The end of caste based politics would be a magnificent welcome shift in the way the electorate picks their representatives. It helps blur caste differences and reduces tension along such fault-lines. As for minorities, perhaps Modi’s promise of “sabka vishwaas" (everyone’s trust) will have a similar effect. The Modi tsunami of 2019, where for the first time since 1971 a party has come back to power with an absolute majority larger than what it had before, has opened up a new paradigm of politics. The contours of this change need to be understood, especially by Opposition parties, for only then can they analyze the magnitude of the change that confronts them.
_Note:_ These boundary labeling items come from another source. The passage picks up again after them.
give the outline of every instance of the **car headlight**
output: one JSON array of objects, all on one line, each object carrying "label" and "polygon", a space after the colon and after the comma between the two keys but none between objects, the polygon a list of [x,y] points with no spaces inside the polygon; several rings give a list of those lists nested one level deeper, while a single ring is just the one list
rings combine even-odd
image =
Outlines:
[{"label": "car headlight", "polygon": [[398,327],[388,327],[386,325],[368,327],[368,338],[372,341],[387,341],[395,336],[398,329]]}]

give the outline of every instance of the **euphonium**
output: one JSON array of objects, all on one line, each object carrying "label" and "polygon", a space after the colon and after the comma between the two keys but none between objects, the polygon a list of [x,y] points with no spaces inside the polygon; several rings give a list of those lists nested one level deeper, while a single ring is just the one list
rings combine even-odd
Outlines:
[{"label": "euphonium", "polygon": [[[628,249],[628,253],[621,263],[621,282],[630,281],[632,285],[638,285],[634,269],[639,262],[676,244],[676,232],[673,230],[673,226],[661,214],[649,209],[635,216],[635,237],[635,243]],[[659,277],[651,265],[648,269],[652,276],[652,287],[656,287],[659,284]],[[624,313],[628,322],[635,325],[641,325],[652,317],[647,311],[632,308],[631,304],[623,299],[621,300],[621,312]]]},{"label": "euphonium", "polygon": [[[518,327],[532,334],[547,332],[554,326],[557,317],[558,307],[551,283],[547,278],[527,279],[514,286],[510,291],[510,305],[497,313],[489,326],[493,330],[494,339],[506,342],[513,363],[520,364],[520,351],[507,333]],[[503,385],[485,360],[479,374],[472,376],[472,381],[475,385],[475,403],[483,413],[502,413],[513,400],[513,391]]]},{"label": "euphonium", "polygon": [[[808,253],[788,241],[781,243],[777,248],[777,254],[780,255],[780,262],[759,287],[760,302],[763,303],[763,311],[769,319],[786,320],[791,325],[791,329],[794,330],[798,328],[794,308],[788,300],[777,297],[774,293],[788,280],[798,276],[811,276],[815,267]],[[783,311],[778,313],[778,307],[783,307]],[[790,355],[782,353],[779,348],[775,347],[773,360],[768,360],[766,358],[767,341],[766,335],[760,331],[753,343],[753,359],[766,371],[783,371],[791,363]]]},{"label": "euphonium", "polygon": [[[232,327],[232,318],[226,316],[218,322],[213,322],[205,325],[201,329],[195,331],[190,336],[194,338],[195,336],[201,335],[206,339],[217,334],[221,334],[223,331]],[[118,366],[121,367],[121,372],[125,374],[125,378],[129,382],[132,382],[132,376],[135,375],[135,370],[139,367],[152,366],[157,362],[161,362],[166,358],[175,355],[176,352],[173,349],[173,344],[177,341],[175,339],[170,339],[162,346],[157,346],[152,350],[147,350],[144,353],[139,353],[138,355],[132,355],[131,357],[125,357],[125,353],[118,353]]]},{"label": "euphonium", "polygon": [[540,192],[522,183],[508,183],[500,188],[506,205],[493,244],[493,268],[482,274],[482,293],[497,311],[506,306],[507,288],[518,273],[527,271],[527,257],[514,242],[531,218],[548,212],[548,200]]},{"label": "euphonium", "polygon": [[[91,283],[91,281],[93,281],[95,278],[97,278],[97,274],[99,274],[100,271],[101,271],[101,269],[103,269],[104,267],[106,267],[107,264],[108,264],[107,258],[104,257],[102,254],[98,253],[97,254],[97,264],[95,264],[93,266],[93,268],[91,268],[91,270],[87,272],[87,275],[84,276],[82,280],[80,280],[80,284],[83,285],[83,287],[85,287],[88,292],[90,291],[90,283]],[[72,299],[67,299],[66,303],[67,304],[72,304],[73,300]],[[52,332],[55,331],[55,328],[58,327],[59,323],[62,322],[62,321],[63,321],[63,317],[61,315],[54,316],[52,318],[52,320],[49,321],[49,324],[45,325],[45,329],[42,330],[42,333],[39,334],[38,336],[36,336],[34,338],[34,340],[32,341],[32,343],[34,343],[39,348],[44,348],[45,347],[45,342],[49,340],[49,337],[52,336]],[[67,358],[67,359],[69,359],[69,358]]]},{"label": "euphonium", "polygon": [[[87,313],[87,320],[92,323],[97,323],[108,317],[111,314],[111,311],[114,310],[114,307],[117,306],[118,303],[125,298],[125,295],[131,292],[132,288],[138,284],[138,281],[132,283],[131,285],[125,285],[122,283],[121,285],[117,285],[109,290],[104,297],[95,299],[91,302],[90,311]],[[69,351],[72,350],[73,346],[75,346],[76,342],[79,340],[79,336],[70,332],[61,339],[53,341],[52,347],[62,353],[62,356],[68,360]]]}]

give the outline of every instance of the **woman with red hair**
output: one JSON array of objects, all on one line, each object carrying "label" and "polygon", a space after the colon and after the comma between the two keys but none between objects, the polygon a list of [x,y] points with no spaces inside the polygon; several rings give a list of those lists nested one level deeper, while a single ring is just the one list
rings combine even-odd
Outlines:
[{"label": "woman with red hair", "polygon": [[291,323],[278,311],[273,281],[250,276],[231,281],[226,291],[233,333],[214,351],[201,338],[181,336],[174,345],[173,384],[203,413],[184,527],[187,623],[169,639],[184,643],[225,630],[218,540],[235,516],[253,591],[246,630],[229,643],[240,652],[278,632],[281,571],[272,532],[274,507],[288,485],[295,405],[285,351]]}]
In the 2019 elections two main principal were taken away. The first takeaway was the politics of entitlement, and of dynastic politics, has received a major challenge. The political battlefield is littered with failed and fallen dynasties. The one of the biggest setback has gone under the
Congress, the principal Opposition party, where
Rahul Gandhi is at the helm, solely because he is a member of the Gandhi family. Rahul lost his own election from the family region of Amethi. This shows that the Congress party is in urgent need of surgical introspection, and needs a new leadership, a new narrative, a new operational strategy, and a new cadre to focus and carry out their work and maintain their existence.
A second takeaway became an old equation based on the arithmetic of caste which have been overwhelmed by the political chemistry of the “new politics”. In UP, the expectation was that a Gathbandan (Allaince) of Yadavs, Dalits, Jats and
Muslims, would be invincible, purely in terms of the numerical aggregation of caste. In contrast to that, the alliance was decimated very badly. In Bihar, the RJD had thought that it could pose a formidable challenge due to the time-tested coalition of Muslims and Yadavs. That coalition too was decimated.
India is one of the youngest nations of the world, with some 65 per cent of the people below the age of 35. The young are impatient, aspirational and tired of the formulas of the previous political methodology. Even though the concept of “New India” was never spelt out in great detail, the idea was appealing, for it brought into play the possibilities of new avenues, new opportunities, and a new vision of transforming the country. These elements of the narrative were projected and disseminated by a highly motivated, disciplined, and huge cadre and for this the full credit goes to the party President Amit Shah.
After all this the public of India is hoping that the NDA
government will rise to the occasion. In particular, it will continue work towards creating an India of Social Harmony, where there is the fullest respect for all faiths, and the discomforting voices of hate and divisiveness are kept in check.